Metinvest confirms standstill with creditors, doesn’t rule out haircut

10 September 2015

Ukraine’s largest steel producer Metinvest (METINV) reached a standstill agreement until Jan. 31, 2016 with both banks and bondholders, CEO Yuriy Ryzhenkov told a Sept. 9 press conference, confirming previous unofficial media reports. He declined to comment on what would be the approach to designing a new amortization schedule that could satisfy different classes of creditors, saying that it would be a subject for negotiation.

 

At the same time, he didn’t rule out the possibility of a haircut on the top of a maturity extension, referring to the haircut was recently agreed upon for the Ukrainian government’s sovereign debt. Steel and iron ore market forecasts will be the basis for the exact terms of Metinvest’s debt restructuring, Ryzhenkov said. Market conditions will remain tough in 2016 and the first signs of recovery won’t be earlier than 2017, he said.

 

Regarding the company’s operating performance, Ryzhenkov expects Yenakiyeve Steel will demonstrate 50-60% capacity load and two steel mills in Mariupol will reach 70-75% capacity loads in 2015, on average. Given the ceasefire continues to take effect in Donbas and the destroyed railroads and bridges will be repaired, he expects that Yenakiyeve could reach 90% capacity load in 2016. The company expects higher capacity loads for its Mariupol steel mills as well, Ryzhenkov said.

 

Iron ore mines are operating at almost full capacity loads, though global iron ore prices present a challenge: production cash costs of iron ore concentrate are around USD 20-24/t and transportation costs to China are around USD 30/t.
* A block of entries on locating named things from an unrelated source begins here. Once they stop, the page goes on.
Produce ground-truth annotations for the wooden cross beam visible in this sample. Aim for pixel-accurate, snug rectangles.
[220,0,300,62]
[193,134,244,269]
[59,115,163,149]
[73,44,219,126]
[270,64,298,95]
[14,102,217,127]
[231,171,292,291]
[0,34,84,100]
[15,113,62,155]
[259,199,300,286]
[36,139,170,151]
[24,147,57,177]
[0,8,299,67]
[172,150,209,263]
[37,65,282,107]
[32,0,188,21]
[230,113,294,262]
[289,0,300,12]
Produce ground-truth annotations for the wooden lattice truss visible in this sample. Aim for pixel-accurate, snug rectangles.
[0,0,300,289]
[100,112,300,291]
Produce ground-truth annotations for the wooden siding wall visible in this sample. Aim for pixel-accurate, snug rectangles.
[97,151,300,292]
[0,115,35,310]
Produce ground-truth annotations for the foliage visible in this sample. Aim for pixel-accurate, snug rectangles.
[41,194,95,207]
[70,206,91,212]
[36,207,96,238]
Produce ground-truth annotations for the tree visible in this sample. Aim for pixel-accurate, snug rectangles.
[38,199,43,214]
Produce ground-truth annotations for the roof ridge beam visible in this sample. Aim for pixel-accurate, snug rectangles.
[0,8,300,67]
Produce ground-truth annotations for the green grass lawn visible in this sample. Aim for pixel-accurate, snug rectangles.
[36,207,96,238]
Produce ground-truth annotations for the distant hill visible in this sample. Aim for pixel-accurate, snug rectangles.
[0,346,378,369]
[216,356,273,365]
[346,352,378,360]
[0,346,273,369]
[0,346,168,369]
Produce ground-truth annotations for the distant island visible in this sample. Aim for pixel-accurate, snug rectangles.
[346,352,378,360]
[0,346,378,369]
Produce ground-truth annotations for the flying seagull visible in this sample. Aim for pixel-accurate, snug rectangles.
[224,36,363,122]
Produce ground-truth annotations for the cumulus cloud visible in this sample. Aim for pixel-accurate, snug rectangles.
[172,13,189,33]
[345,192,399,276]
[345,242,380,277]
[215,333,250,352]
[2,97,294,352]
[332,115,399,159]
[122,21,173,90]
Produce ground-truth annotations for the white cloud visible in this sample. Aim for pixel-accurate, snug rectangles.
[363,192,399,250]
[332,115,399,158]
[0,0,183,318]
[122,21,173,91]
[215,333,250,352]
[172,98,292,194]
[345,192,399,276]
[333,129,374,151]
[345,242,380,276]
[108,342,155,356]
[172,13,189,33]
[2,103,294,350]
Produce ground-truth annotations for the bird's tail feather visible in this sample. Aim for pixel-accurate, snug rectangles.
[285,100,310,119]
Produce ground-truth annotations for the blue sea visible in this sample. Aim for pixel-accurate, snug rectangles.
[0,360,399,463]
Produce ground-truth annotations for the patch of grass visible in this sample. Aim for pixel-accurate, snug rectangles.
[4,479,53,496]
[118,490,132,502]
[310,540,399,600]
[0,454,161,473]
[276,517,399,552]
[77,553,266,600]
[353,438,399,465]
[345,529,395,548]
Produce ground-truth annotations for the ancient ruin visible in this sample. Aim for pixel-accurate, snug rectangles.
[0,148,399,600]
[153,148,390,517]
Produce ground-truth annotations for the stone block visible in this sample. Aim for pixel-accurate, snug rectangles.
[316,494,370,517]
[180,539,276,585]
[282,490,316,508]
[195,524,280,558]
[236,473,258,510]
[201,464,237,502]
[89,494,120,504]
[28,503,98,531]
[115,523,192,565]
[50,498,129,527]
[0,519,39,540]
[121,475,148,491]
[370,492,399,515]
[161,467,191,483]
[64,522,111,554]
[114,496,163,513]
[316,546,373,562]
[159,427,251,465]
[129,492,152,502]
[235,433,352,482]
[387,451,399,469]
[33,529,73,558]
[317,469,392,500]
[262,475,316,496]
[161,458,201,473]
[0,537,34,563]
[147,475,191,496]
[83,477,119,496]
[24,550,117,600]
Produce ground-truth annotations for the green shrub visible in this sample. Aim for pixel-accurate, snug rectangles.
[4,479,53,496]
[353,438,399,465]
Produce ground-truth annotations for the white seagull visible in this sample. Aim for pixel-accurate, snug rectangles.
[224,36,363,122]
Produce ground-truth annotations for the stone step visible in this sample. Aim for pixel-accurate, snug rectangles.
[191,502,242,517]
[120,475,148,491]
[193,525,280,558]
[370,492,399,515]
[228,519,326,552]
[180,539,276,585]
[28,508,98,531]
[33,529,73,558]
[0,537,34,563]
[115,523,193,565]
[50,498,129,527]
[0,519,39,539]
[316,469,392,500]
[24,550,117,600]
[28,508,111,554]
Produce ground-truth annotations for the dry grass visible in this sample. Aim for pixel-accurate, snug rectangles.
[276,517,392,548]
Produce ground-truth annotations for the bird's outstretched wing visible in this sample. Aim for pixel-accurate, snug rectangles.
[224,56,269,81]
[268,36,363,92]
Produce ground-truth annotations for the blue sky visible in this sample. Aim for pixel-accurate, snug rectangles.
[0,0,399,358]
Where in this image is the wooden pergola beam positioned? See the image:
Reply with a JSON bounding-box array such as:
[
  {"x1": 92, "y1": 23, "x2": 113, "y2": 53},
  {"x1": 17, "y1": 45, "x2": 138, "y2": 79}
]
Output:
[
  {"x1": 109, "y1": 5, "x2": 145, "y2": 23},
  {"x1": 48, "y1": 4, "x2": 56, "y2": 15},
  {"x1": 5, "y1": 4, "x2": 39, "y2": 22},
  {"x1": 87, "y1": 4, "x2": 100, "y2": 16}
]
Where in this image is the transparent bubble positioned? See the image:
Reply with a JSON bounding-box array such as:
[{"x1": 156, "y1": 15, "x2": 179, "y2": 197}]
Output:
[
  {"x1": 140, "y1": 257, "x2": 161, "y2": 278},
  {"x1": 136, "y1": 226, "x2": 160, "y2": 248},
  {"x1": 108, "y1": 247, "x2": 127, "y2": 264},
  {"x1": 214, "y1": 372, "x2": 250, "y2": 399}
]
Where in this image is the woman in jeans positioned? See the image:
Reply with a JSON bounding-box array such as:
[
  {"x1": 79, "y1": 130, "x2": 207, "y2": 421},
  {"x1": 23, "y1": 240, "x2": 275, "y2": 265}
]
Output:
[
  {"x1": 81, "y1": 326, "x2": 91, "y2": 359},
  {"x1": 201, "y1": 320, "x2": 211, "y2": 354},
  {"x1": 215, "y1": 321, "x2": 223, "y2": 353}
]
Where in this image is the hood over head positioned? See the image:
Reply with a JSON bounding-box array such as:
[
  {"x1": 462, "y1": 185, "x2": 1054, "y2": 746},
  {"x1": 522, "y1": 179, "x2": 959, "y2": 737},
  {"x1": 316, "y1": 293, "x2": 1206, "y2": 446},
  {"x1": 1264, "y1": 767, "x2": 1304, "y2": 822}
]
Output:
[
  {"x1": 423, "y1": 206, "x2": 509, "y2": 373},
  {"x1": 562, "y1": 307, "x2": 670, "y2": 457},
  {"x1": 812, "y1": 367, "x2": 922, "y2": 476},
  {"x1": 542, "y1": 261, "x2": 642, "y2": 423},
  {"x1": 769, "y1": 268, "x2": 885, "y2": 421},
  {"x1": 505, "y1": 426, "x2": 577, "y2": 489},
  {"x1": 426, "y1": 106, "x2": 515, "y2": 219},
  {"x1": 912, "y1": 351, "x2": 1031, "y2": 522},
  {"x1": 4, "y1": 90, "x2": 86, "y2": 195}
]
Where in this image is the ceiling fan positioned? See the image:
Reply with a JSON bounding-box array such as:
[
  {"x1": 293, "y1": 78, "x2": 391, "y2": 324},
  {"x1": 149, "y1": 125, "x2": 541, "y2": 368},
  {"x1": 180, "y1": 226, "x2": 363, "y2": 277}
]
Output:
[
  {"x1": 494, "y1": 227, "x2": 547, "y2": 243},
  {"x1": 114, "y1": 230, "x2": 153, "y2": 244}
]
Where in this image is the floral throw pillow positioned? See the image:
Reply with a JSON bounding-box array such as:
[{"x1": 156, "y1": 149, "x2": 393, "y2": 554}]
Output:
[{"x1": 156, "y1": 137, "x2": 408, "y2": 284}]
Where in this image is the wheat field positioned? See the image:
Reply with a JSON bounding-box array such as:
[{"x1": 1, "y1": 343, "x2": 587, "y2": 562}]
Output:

Against the current CFR iron ore prices in China at USD 57/t, Metinvest is merely breaking even, we estimate. Meanwhile, pellet production is in a safer position, possibly reaching higher margins of USD 15/t, we estimate. Metinvest will suspend production if its iron ore mines prove loss-producing for some extended period of time, Ryzhnekov said.

 

Roman Topolyuk: The prospects for restored steel production will partially compensate the recent weakness in steel prices, which fell around USD 15-20/t only in August. At the same time, Metinvest is ready to wrap up the production of iron ore concentrate if iron ore prices dip below the breakeven level. That’s a necessary, but not very easy, solution to implement, given the social consequences (layoffs, reduced hours).

 

Regarding a possible haircut on the top of the maturity extension, we think that Metinvest is preparing for another tough round of negotiations with creditors. The company will try to secure the most lucrative terms, operating in an environment in which prices are in a downward spiral and key operations are still at risk of interruption by warfare.